The Basics of Excel Transform Data
“Excel transform data” signifies the transformation of disorderly Excel data into carefully structured data spreadsheets rid of errors and incomplete information. This process, commonly referred to as data preparation, is an essential precursor to any data analytics or reporting project. In Excel, there are various techniques and add-ons used for the Excel transform data process. For example, one of the most common Excel functions, VLOOKUP, often plays a critical role in the Excel transform data process by surfacing data that needs to be standardized, corrected or enriched with further information. Excel Data Tables is another helpful Excel transform data tool that supports data entry and structuring. No doubt these Excel transform data tools and techniques have been essential to Excel’s millions of power users.
When the Excel Transform Data Process Breaks Down
As data grows messier and more complex, the Excel transform process is hitting its limits in certain use cases. Though a reliable tool for financial reporting or otherwise simplistic spreadsheet work, Excel was not built to handle large volumes of data, nor complex data. It slows considerably when dealing with large datasets, lagging anywhere between 10 to 30 minutes. This can be a considerable blow to a process that is already considered the most time-consuming part of any data analytics project. On top of that, while Excel is largely considered a user-friendly tool, its endless columns and rows don’t visually surface errors or outliers. Users must rely on Excel functions or their own knowledge of the data, which can let errors slip through.
In place of the Excel transform data process, many Excel users are now turning to modern data preparation platforms such as Alteryx for all or some of their data preparation use cases. This was the case for PepsiCo, a current Alteryx customer. Under the Excel transform data process, PepsiCo’s CPFR team was struggling to quickly turn around sales forecasting reports that would determine how much and what quantities of product was needed for their largest retailers. Their huge volumes of inventory data were breaking under the Excel transform data process, not to mention the dollars wasted in the time they lost or the occasional error that slipped through. After using Designer Cloud, the PepsiCo CPFR team saw tremendous results—reporting time has been reduced by 70% and build time has been reduced as much as 90%. To learn more about why PepsiCo’s use case was a better fit for Trifacta than the Excel transform data process, click here.

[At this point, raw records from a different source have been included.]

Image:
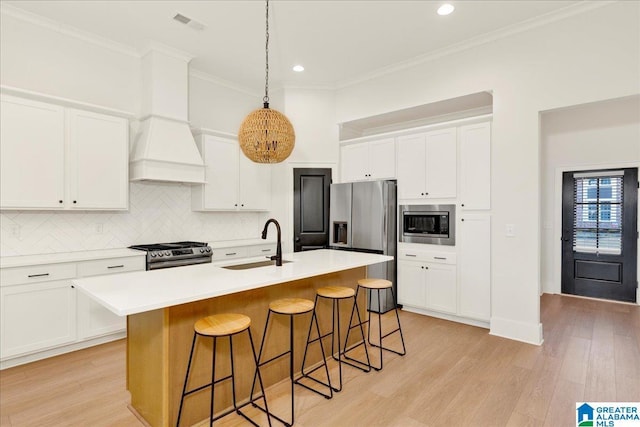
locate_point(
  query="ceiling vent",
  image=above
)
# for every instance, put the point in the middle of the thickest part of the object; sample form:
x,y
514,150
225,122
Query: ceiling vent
x,y
189,22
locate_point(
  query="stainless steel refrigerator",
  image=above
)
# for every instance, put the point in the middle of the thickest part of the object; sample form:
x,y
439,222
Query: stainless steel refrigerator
x,y
363,218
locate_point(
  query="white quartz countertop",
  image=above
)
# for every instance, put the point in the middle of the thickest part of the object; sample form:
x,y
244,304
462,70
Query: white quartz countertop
x,y
137,292
55,258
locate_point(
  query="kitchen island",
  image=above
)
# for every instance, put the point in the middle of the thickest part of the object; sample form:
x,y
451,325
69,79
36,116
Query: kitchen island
x,y
161,307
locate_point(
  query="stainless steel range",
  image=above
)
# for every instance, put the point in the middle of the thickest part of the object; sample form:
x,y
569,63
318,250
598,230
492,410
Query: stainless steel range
x,y
166,255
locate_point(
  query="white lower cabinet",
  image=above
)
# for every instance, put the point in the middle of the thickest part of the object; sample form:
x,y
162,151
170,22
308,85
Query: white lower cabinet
x,y
427,285
41,311
37,316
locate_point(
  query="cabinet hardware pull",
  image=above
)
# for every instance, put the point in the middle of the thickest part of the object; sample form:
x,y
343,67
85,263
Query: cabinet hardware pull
x,y
38,275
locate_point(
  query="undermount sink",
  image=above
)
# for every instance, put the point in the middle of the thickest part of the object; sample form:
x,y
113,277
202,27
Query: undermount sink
x,y
253,265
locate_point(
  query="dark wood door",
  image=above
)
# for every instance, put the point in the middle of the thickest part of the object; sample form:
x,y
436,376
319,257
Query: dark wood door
x,y
311,188
599,234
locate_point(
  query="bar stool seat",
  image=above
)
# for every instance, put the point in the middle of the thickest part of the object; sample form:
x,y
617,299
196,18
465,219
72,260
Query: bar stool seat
x,y
377,285
220,326
291,307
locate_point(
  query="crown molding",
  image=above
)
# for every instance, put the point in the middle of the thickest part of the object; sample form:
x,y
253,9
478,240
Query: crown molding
x,y
202,75
67,30
513,29
164,49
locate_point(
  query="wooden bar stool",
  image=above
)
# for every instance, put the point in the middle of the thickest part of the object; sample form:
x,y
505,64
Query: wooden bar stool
x,y
219,326
291,307
376,285
336,294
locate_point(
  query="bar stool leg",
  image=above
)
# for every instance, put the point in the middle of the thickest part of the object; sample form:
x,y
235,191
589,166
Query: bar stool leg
x,y
307,374
186,379
365,367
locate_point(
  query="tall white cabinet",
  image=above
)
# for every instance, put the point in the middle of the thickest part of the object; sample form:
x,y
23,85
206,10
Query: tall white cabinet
x,y
234,183
62,158
367,161
427,165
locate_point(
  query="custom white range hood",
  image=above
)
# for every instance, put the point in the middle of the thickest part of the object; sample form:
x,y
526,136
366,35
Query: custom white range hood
x,y
165,150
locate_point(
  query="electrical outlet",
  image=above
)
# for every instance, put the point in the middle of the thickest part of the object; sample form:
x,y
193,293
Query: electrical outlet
x,y
510,230
15,230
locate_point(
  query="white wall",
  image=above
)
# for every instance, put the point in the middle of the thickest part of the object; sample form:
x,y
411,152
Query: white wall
x,y
602,134
589,57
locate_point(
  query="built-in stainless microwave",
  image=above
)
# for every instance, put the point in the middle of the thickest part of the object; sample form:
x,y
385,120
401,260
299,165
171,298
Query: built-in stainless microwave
x,y
430,224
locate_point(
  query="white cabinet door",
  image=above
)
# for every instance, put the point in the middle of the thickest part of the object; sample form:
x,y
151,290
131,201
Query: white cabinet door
x,y
441,287
98,160
440,165
354,162
36,317
31,154
474,266
382,159
255,185
475,166
411,167
412,289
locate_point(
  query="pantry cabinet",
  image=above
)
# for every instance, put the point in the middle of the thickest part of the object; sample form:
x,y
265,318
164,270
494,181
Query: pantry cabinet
x,y
233,182
427,281
367,161
475,166
427,165
62,158
474,265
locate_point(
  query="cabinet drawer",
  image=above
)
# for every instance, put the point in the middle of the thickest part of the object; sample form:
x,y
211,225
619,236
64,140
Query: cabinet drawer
x,y
436,257
260,250
37,273
110,266
229,253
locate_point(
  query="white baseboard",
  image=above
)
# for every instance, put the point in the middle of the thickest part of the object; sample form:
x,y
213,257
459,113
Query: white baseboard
x,y
28,358
451,317
530,333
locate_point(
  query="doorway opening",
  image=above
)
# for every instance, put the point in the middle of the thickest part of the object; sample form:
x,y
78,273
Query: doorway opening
x,y
599,233
311,188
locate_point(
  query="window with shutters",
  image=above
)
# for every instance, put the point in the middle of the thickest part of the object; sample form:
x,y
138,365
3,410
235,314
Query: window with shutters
x,y
597,216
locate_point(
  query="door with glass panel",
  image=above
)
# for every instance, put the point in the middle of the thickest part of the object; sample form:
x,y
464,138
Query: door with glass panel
x,y
599,234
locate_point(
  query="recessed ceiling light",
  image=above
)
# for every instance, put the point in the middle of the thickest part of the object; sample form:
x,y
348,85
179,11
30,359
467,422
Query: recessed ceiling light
x,y
445,9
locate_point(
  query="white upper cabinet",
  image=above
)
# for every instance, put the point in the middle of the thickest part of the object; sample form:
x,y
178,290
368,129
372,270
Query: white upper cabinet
x,y
52,163
365,161
233,181
427,165
475,165
31,154
98,160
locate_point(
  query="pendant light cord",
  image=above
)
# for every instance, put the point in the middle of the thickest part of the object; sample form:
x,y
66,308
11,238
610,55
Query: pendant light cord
x,y
266,49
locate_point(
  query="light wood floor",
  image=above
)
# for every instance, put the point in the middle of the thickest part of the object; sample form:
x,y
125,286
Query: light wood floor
x,y
453,375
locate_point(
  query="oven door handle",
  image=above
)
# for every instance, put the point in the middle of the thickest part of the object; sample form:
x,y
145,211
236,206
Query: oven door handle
x,y
178,263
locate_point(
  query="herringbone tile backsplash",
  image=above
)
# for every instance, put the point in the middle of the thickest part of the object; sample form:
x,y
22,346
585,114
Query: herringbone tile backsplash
x,y
157,213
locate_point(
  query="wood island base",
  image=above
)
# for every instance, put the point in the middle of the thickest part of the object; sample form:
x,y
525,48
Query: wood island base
x,y
158,344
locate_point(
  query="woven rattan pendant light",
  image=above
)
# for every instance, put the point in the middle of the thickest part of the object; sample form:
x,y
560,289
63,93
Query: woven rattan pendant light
x,y
266,135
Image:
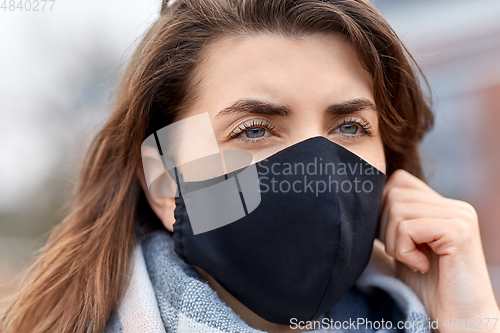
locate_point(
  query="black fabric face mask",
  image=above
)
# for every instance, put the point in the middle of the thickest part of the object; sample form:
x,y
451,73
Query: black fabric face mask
x,y
307,242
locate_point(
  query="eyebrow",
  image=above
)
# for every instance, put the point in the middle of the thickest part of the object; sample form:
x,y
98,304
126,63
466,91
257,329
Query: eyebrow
x,y
258,107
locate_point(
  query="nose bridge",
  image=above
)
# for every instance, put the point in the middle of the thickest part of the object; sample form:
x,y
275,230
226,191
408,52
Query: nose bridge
x,y
306,124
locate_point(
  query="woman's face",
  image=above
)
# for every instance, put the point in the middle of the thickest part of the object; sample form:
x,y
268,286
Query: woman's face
x,y
264,93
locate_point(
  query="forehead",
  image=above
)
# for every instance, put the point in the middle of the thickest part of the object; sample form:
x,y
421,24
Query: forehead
x,y
285,70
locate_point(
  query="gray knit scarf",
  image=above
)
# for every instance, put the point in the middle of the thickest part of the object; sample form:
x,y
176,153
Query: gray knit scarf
x,y
167,295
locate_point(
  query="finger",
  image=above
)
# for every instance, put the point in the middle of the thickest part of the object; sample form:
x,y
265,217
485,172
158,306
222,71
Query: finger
x,y
403,195
441,235
401,211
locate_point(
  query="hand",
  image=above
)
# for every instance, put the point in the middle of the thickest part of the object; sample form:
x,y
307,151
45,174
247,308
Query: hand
x,y
437,247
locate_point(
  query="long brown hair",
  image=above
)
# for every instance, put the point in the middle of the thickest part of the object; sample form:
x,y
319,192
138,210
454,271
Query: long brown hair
x,y
82,273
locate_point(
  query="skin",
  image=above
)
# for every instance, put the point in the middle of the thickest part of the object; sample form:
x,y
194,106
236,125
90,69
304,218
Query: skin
x,y
308,75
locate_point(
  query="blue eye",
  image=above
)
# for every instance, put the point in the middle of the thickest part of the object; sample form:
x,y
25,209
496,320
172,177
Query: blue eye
x,y
255,132
348,129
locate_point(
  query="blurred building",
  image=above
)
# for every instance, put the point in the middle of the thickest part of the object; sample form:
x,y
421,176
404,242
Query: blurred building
x,y
457,45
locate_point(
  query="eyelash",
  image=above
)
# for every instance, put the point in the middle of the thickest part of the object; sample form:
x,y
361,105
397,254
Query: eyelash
x,y
256,123
362,123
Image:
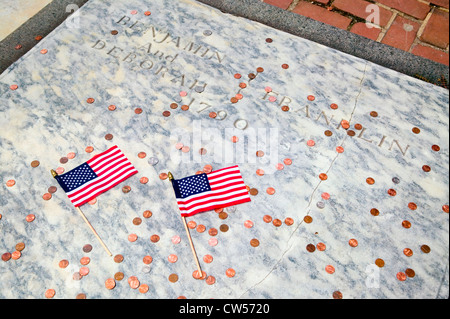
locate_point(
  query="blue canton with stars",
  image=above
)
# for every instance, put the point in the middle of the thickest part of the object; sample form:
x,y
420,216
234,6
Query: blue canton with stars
x,y
191,185
76,177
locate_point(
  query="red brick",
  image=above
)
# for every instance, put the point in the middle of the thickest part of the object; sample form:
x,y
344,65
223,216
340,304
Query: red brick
x,y
399,36
413,8
431,54
358,8
283,4
436,30
441,3
323,15
361,29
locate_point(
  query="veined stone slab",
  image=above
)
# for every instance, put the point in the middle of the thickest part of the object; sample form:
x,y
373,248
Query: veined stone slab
x,y
355,154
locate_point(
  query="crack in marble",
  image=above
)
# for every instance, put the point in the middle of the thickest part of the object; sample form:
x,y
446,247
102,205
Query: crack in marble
x,y
313,192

Trifacta: A Modern Replacement for the Excel Transform Data Process
Though analysts have relied on the Excel transform data process for decades, as the size, variety, and pace of data accelerates, certain use cases have begun to outgrow the Excel transform data process. Data preparation platforms such as Designer Cloud offer new approaches to preparing data that alleviate Excel transform data bottlenecks. The Designer Cloud data preparation platform presents representations of data in the most compelling visual profile, and simply selecting certain elements of the profile immediately prompts intelligent transformation suggestions. We’d love to chat with you about your use case to see if Designer Cloud is a better fit than the Excel transform data process.